A number of factors used to define the metabolic syndrome (MS) differ between African-American and European-American patients, which raises the question whether the individual constellation of MS components would impact cardiovascular risk. Our objectives were to assess the association between the MS and coronary artery disease (CAD) across ethnicities and to explore whether the constellation used to define the syndrome would impact any such association. We studied the distribution of the MS and its relation to CAD in 304 European-American subjects and 224 African-American subjects undergoing diagnostic coronary angiography. The overall prevalence of the MS in European-American and African-American subjects were 65.5% and 49.1%, respectively. Compared with European-American subjects, the lipid components of the syndrome were less frequent among African-American subjects (44% vs 64% [p <0.001] for high-density lipoprotein [HDL] cholesterol and 21% vs 51% [p <0.001] for triglyceride, respectively). The prevalence of CAD was significantly higher in subjects with MS across ethnicity (71.1% of European-American subjects and 56.6% of African-American subjects, p = 0.017 and p = 0.046, respectively).
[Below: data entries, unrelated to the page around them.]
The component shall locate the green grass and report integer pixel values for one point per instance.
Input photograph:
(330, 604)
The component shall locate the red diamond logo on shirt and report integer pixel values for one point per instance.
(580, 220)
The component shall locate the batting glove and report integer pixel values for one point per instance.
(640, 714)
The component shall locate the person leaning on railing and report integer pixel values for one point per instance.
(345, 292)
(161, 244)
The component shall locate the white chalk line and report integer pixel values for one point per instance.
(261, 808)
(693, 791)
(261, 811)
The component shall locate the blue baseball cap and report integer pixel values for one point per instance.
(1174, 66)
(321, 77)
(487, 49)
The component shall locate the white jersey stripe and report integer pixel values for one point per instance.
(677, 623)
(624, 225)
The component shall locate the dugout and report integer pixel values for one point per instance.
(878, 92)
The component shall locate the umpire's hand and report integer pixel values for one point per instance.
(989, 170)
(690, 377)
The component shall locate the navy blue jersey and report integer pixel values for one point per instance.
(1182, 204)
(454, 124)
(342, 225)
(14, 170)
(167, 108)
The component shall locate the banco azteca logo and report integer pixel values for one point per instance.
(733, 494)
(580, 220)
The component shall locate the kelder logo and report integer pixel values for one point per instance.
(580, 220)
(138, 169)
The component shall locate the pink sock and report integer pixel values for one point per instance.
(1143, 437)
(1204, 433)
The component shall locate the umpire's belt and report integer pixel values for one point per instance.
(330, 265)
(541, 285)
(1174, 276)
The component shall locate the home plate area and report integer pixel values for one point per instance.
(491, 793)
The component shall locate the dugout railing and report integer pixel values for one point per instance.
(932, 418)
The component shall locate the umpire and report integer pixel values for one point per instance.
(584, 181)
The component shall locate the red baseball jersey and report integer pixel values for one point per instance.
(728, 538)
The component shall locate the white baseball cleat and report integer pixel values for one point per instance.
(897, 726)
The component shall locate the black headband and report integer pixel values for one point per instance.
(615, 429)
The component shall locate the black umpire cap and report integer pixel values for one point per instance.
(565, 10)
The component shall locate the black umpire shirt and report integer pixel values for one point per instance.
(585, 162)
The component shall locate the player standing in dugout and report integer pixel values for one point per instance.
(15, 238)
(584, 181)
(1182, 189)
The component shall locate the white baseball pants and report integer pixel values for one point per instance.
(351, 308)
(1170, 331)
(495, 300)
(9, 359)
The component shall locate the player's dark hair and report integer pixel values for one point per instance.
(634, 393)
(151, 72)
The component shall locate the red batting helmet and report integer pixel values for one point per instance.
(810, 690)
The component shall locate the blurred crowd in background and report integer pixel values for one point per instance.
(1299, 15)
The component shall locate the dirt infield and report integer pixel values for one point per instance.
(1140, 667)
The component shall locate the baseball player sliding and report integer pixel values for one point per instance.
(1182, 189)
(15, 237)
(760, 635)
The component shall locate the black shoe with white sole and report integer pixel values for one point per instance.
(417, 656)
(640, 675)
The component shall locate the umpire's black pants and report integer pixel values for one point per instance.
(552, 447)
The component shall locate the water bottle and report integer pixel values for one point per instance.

Multiple regression analyses demonstrated an association of blood pressure and HDL cholesterol with CAD among European-American subjects, which remained significant taking other risk factors into account (r(2) = 0.542, p <0.001). In conclusion, presence of CAD was more common among subjects with MS independently of ethnicity. Of the MS components, blood pressure was associated with CAD among European-American subjects. Although our findings may not be directly extrapolated to the population at large, they illustrate the importance of a high-risk metabolic environment as a cardiovascular risk factor.